For companies the challenge could involve redesigning products, building new low-emissions businesses, revamping production processes, adjusting supply chains, and forming new partnerships.

“Building out supply chains to support the kind of step change in deployment needed requires not only significant capital and the right capabilities but also extensive coordination,” said the report.

“To produce low-carbon technologies at a cost that permits their broad uptake, companies may need to develop capabilities through partnerships that are not part of existing value chains or through new business ecosystems.”

It added: “More broadly, new partnerships with innovators and suppliers will be crucial to securing new forms of low-emissions inputs and driving innovation.”

Companies will need to identify opportunities to pass cost increases along the value chain, including partnering with suppliers to lower costs and charging customers a “green premium”.

“Government and business would need to act together with singular unity, resolve, and ingenuity, and extend their planning and investment horizons even as they take immediate actions to manage risks and capture opportunities,” said McKinsey.

1. What performance indicators should a company use to track and manage operations?

  Emissions indicators may need to be established as operating metrics, in addition to traditional metrics.

  New data sources and measurement techniques may need to be instituted to track emissions across all operational activities (scopes one, two, and three).


2. How can a company achieve efficient and cost-effective operations?

•  Own operations may need to be transformed to reduce emissions.

•  Operating costs, including input costs, may change as a result of decarbonisation efforts by the company and its suppliers.


3. How can a company make its own operations and supply chain more resilient?

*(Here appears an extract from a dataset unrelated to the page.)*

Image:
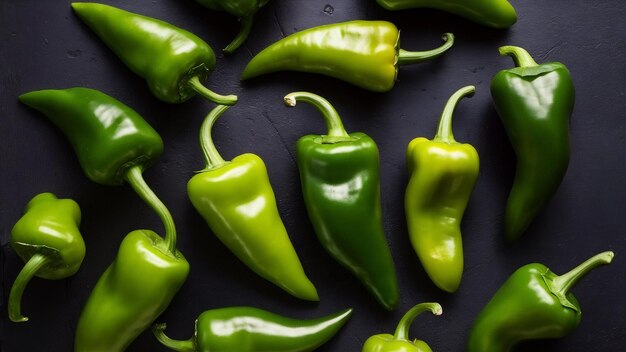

 Business operation and supply chain volatility may increase as a result of physical climate risks, and from the climate transition (eg, shortages of key mineral resources, production capacity that may be insufficient to meet rising demand).

  Investments may be needed to make own operations and supply chains more resilient to these shocks (eg, raising inventory levels, diversifying suppliers).


4. What should a company’s sourcing strategy be? How should it interact with suppliers?

•  Manufacturing low-emissions products may create a need to work with new suppliers.

•  Closer collaboration with suppliers may become necessary to lower a company’s supply chain emissions.